The Tribeca West Historic District is a local historic district in the Tribeca neighborhood of Manhattan in New York City. Upon designation on May 7, 1991, by the New York City Landmarks Preservation Commission (LPC), it encompassed 17 blocks and approximately 220 buildings, comprising warehouses, factories, and office towers, mostly dating from 1860 to 1910. Notable buildings within the district include the former New York Mercantile Exchange, and the Powell Building, a Beaux-Arts office tower designed by Carrère and Hastings and built in 1890; the Tribeca Film Center; and birthplace of modern bowling, 401 Greenwich Street.

== Geography ==
The Tribeca West Historic District has an irregular boundary.
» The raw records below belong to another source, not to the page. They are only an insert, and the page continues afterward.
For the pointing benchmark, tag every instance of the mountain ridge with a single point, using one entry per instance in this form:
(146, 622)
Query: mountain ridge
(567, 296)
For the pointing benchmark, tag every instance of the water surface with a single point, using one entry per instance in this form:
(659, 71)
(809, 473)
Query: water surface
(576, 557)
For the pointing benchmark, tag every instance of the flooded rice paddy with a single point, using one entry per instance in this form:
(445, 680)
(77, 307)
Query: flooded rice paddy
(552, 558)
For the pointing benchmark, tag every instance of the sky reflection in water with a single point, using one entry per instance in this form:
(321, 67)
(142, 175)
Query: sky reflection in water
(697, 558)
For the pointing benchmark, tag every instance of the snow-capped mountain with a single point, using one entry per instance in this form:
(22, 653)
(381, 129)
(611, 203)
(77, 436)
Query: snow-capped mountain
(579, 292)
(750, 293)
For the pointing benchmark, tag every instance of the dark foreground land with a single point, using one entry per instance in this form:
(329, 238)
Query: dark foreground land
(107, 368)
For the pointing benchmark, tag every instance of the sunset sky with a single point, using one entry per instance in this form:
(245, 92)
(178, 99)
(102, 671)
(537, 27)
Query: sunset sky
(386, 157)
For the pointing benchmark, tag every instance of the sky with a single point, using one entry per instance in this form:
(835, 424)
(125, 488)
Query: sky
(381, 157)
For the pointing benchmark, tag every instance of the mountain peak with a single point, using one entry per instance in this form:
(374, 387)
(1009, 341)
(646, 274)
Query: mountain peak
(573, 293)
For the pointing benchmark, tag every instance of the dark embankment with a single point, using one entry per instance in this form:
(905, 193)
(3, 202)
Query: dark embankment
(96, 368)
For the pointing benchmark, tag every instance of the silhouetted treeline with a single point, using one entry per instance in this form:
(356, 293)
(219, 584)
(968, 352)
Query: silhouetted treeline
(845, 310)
Greenwich Street forms the western boundary of the district, starting at Reade Street to the south and extending northward to Hubert Street. The northern border zigzags along Hubert Street, Hudson Street, Ericsson Place, Varick Street, and North Moore Street. The district's eastern border runs largely along West Broadway from North Moore Street in the north to Chambers Street in the south. Some land lots on the western side of West Broadway between Leonard and Thomas streets, as well as near the intersection with Duane Street, are excluded from the district. The southern border is formed by Hudson and Reade streets, though the district excludes several structures on the northern side of Reade Street between Greenwich and Hudson streets.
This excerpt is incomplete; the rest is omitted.